Mutter liebte uns Kinder.
Bestimmt. Irgendwie. Auf ihre Art. Es gab oft Süßes.
Ich weiß nicht mehr, was mir passiert war – beim Abtrocknen eine Tasse fallen lassen?
Irgend so etwas. Ein geschickter Dreizehnjähriger war ich nicht.
Jedenfalls schlug sie mir deshalb erstmal liebevoll auf den Kopf, so dass ich umfiel.

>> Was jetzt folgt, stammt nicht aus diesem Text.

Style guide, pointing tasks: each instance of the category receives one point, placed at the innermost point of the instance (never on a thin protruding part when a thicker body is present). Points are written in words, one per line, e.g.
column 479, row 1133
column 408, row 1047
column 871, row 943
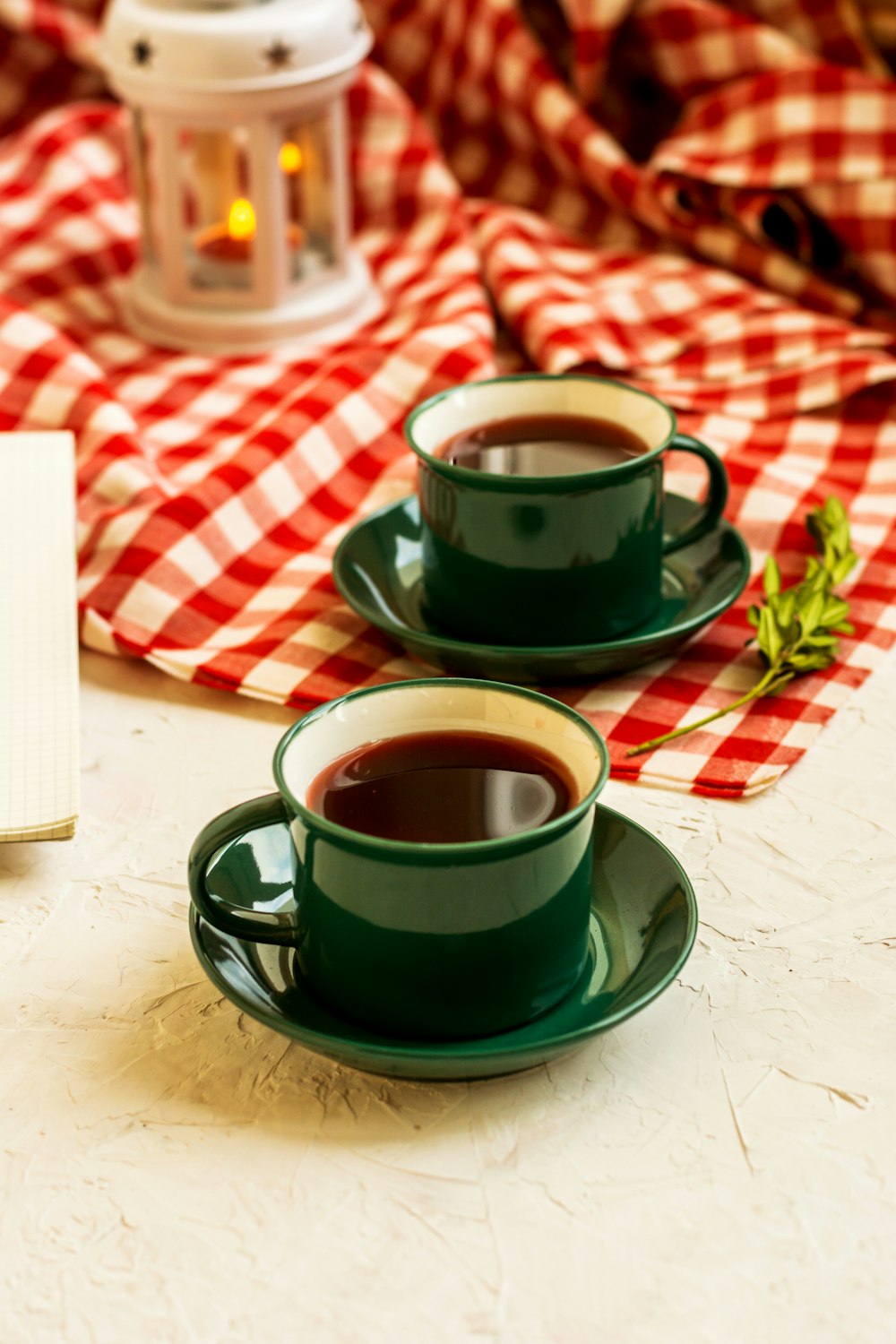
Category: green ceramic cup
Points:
column 549, row 561
column 427, row 941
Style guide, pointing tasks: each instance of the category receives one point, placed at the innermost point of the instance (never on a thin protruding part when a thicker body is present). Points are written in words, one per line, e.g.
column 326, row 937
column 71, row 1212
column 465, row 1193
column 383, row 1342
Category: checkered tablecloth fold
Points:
column 697, row 198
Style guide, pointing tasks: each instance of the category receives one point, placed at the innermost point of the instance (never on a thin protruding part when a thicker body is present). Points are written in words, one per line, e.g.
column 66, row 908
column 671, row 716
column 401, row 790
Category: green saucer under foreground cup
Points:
column 643, row 919
column 403, row 935
column 513, row 556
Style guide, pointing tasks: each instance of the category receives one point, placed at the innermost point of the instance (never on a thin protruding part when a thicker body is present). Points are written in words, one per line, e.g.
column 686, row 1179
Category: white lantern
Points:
column 241, row 168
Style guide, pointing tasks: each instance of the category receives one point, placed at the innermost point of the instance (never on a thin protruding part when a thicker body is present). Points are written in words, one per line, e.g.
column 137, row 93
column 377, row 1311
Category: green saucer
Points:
column 378, row 572
column 643, row 919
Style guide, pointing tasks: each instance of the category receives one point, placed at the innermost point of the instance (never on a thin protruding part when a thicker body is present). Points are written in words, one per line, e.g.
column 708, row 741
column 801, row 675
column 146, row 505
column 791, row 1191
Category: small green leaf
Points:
column 834, row 610
column 810, row 615
column 771, row 578
column 797, row 626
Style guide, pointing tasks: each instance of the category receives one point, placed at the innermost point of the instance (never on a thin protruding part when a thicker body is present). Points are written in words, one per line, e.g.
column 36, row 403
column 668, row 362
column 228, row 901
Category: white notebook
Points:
column 39, row 780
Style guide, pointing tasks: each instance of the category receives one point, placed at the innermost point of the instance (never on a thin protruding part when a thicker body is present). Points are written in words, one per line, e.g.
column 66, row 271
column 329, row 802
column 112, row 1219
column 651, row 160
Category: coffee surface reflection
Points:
column 446, row 787
column 543, row 445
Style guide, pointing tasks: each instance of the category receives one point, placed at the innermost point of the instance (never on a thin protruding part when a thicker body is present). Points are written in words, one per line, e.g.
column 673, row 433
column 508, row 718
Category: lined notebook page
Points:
column 39, row 781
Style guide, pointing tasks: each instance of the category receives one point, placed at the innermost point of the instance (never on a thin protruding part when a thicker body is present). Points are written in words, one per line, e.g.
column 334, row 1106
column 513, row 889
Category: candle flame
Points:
column 290, row 158
column 241, row 220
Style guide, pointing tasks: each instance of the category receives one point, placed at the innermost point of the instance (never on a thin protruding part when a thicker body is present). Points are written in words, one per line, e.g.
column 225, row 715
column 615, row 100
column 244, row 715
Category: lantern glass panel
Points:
column 306, row 164
column 220, row 217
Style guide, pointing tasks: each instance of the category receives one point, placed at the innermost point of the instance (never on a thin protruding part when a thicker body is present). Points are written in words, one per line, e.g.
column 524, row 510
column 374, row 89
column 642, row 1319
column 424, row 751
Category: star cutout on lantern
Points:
column 142, row 51
column 279, row 56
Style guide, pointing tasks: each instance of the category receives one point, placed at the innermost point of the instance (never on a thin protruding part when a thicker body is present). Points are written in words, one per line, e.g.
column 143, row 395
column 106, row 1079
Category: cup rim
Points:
column 508, row 483
column 443, row 847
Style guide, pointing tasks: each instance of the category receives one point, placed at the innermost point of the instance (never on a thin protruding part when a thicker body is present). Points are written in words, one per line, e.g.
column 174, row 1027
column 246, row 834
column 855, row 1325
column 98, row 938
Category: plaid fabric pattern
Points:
column 694, row 196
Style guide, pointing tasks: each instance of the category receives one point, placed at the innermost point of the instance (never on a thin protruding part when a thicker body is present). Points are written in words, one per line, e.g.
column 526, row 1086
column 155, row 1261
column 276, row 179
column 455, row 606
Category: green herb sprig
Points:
column 797, row 626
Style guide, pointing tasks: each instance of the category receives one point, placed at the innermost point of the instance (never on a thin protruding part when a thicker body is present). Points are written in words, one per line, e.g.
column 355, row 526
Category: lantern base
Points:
column 325, row 314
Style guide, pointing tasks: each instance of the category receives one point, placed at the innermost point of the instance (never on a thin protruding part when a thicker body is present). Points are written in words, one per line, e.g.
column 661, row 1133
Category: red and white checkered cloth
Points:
column 696, row 196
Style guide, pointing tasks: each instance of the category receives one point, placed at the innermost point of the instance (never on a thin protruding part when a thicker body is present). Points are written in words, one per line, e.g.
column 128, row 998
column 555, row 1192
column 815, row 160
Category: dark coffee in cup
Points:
column 541, row 508
column 543, row 445
column 444, row 788
column 414, row 937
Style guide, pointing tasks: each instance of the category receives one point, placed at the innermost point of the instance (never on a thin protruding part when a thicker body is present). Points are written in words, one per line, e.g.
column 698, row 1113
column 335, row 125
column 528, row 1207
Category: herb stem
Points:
column 753, row 694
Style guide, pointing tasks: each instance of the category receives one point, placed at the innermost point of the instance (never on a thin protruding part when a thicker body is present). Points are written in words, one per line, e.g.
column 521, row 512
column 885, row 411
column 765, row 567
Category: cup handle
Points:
column 280, row 926
column 710, row 513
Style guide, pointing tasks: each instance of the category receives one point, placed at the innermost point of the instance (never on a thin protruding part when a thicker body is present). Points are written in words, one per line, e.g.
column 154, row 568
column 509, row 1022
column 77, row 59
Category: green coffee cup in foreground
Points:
column 426, row 940
column 557, row 559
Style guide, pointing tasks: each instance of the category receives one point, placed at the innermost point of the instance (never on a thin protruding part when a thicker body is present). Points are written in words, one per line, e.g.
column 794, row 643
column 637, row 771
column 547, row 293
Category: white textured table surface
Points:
column 719, row 1168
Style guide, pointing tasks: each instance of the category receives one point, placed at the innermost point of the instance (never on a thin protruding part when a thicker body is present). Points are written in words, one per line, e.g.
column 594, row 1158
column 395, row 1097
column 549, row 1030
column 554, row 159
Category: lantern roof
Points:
column 195, row 46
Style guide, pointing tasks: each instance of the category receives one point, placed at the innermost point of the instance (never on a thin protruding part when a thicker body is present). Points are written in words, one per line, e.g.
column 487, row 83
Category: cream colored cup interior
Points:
column 427, row 709
column 478, row 403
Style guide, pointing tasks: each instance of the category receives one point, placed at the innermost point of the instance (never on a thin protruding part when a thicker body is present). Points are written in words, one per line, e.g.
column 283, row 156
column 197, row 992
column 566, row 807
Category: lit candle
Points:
column 230, row 241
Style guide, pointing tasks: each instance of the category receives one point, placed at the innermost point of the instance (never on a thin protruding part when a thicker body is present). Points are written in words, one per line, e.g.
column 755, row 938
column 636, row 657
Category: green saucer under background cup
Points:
column 549, row 559
column 424, row 940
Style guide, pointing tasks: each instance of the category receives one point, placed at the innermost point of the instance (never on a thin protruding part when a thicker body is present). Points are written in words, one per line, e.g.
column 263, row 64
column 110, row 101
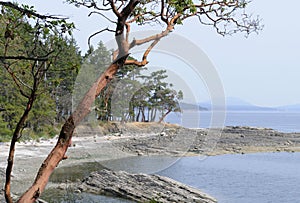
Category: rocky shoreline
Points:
column 117, row 141
column 142, row 187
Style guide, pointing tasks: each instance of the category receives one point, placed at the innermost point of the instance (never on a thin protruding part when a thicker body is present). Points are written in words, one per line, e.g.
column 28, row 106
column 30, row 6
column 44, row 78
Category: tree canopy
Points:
column 31, row 44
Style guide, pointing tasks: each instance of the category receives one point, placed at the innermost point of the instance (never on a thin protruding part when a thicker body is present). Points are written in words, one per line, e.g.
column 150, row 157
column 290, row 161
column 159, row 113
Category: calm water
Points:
column 259, row 178
column 282, row 121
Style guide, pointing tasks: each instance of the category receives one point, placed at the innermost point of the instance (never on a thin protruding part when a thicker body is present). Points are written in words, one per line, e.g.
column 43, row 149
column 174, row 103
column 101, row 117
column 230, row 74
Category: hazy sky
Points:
column 263, row 69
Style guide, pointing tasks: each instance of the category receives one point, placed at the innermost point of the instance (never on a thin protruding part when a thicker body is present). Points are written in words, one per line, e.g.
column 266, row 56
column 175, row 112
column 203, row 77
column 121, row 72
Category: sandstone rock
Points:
column 142, row 187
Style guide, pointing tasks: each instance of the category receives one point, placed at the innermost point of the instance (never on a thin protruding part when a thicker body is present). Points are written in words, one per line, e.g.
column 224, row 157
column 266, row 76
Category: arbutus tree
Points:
column 226, row 16
column 30, row 45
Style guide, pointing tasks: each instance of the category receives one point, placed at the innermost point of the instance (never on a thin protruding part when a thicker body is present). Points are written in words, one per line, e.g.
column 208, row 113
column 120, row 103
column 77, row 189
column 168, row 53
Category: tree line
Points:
column 55, row 64
column 37, row 54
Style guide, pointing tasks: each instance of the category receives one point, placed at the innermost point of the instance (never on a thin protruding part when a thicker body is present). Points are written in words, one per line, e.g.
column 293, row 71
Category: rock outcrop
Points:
column 142, row 187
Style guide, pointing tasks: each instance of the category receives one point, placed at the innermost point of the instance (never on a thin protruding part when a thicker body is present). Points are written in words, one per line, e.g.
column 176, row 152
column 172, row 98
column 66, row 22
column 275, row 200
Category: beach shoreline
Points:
column 92, row 145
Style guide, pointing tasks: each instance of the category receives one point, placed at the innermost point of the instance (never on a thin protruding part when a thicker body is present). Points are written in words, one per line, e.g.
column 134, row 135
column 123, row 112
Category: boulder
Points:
column 142, row 187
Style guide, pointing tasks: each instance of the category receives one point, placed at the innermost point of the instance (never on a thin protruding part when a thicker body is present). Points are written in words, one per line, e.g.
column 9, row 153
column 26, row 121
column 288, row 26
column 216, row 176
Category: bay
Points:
column 281, row 121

Ich dachte, das lässt sie nun entspannt ihre Arbeit weitermachen, aber ihr Liebesanfall
war noch nicht zu Ende. Immer wieder sah ich ihren rot-bunten Hausschuh gegen meinen
Bauch fahren. Hui, das muss ihr ein Liebesspaß gewesen sein! Dazu schrie sie laut ihre
Liebe hinaus, was für einer ich sei und warum mein Bruder sterben musste, der immer so
lieb war, ganz anders als ich Verdorbener, und schließlich rief sie voller Liebe, dass besser
ich hätte sterben sollen, damals, an jenem Vormittag, als die Betonplatte abrutschte und
mit ihr mein Bruder, der nur den Ball holen wollte, welcher den Hang hinunter gerollt war,
und der kürzeste Weg war nun mal über den dreigeteilten Kanaldeckel, unter dem die
düstere Pampe waberte, in dem großen Sammler für sechzehn Wohnungen, das muss ja
auch sein, wo soll denn das ganze Zeug hin, vom Händewaschen und vom Wäschewa-
schen und vom Klospülen und vom Zähneputzen und das Wasser vom Kartoffelnkochen –
irgendwo muss man es ja sammeln – und es konnte ja niemand wissen, dass nicht alle
Platten fest verankert waren und eine nur ganz lose auflag und ins Kippen kommen konnte,
wenn so ein Vierjähriger da ahnungslos dem Ball hinterherjagt und vor Schreck erstarrt
und rutscht und fällt und sein Leben mitreißt, da hinab in die dunkelste Brühe der Welt,
und seine Familie mitreißt, die da nie wieder rauskommen wird, und noch einige Sekunden
strampelt und schreit, nach der Schwester, die hilflos ist, und um sein Leben, um Hilfe,
während an den Fenstern Nachbarn das grausige Drama hilflos verfolgen und niemand
kommt auf die Idee, einen Besen aus dem Fenster zu werfen, niemand kann es fassen,
was passiert, denn das ist nicht vorgesehen für das Jahr neunzehnhundertsiebenundsechzig,
darauf hat man sich nicht vorbereiten können, und es gab auch hinterher für niemanden
einen Platz, einen Raum, einen Gesprächspartner, um all das aufzuarbeiten, was man da
erlebt und gehört hat oder was einem Polizisten auf Arbeit erzählten IHR SOHN IST GEGEN
ZEHN UHR DURCH EINEN TRAGISCHEN UNFALL UMS LEBEN GEKOMMEN, und dann liege
ich fast zwölf Jahre später auf dem Küchenboden und werde getreten von dieser Frau, die
meine Mutter ist und lasse mich beschimpfen und verfluchen und ich muss an KZ-
Aufseherinnen denken, von denen wir in der Schule gehört haben und ich verstehe die Zusam-
menhänge noch nicht, aber werde ein Leben lang immer wieder daran denken und davon reden
und schreiben und nehme mir ganz fest vor, mit allen später noch mal drüber zu reden.
So konnten wir ja nicht leben. So nicht.